I just noticed this last sentence, and it's a valid point. I agree that profit does not always correlate with providing real value, and in fact day traders and investment banks provide a good example of how to spot when it doesn't. The key thing about the profits made by day traders and investment banks is that it comes from zero-sum trades: whatever they gain, someone else must lose.
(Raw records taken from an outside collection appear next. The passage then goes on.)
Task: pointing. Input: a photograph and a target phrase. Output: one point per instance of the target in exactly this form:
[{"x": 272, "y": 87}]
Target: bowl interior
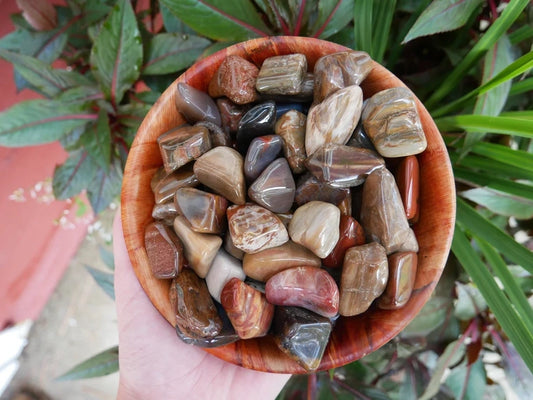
[{"x": 352, "y": 337}]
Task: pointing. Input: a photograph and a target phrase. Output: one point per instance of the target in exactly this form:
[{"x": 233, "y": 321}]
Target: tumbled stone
[
  {"x": 283, "y": 74},
  {"x": 164, "y": 250},
  {"x": 301, "y": 334},
  {"x": 221, "y": 169},
  {"x": 223, "y": 268},
  {"x": 165, "y": 212},
  {"x": 258, "y": 121},
  {"x": 183, "y": 144},
  {"x": 343, "y": 166},
  {"x": 164, "y": 185},
  {"x": 351, "y": 234},
  {"x": 402, "y": 275},
  {"x": 196, "y": 105},
  {"x": 274, "y": 188},
  {"x": 261, "y": 152},
  {"x": 309, "y": 188},
  {"x": 334, "y": 119},
  {"x": 205, "y": 212},
  {"x": 308, "y": 227},
  {"x": 235, "y": 79},
  {"x": 196, "y": 314},
  {"x": 248, "y": 310},
  {"x": 200, "y": 248},
  {"x": 408, "y": 180},
  {"x": 254, "y": 228},
  {"x": 338, "y": 70},
  {"x": 226, "y": 335},
  {"x": 308, "y": 287},
  {"x": 291, "y": 127},
  {"x": 218, "y": 136},
  {"x": 230, "y": 114},
  {"x": 391, "y": 120},
  {"x": 364, "y": 277},
  {"x": 262, "y": 265},
  {"x": 382, "y": 214}
]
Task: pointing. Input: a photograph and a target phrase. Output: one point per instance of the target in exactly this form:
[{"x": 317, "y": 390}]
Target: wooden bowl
[{"x": 352, "y": 337}]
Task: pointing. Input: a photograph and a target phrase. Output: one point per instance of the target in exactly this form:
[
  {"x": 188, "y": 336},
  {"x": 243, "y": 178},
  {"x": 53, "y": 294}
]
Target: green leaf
[
  {"x": 470, "y": 302},
  {"x": 219, "y": 19},
  {"x": 104, "y": 279},
  {"x": 511, "y": 12},
  {"x": 101, "y": 364},
  {"x": 171, "y": 52},
  {"x": 97, "y": 141},
  {"x": 500, "y": 202},
  {"x": 442, "y": 16},
  {"x": 40, "y": 121},
  {"x": 41, "y": 76},
  {"x": 453, "y": 353},
  {"x": 74, "y": 175},
  {"x": 117, "y": 53},
  {"x": 468, "y": 382},
  {"x": 105, "y": 187},
  {"x": 486, "y": 230}
]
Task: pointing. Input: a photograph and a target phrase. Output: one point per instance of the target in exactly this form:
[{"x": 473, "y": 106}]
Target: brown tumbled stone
[
  {"x": 164, "y": 250},
  {"x": 364, "y": 277},
  {"x": 247, "y": 308}
]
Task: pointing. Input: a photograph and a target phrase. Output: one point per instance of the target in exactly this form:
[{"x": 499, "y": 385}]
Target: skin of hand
[{"x": 156, "y": 364}]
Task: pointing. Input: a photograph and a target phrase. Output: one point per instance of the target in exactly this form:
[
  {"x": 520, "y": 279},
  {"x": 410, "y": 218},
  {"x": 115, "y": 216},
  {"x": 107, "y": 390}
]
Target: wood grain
[{"x": 353, "y": 337}]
That's not true of a profit-making activity like Ovishinsky's company; it made products that were of real value to people, and it got back some of that value as profits. In other words, the transaction was positive sum--both parties (the company and the customer) were better off as a result. (And of course the same is true of the Red Cross: the overall process of people donating to the Red Cross and the Red Cross using that money to help people is positive sum.)

1 comments

If profit correlated to value even most of the time, that would imply that Miley Cyrus and Justin Beiber are better musicians than Bach and Mozart, and that "Scary Movie 4" is a better film than Citizen Kane or Rashoman.
It's evident that in your opinion, Bach and Mozart are better musicians, and Citizen Kane and Rashoman are better films. I happen to share that opinion. But you and I are just two people, and judgments about aesthetic merit are not the same as measures of value. The fact that lots of people pay money to hear Miley Cyrus and Justin Bieber means that their music has value to all those people, whether or not it meets your or my aesthetic criteria.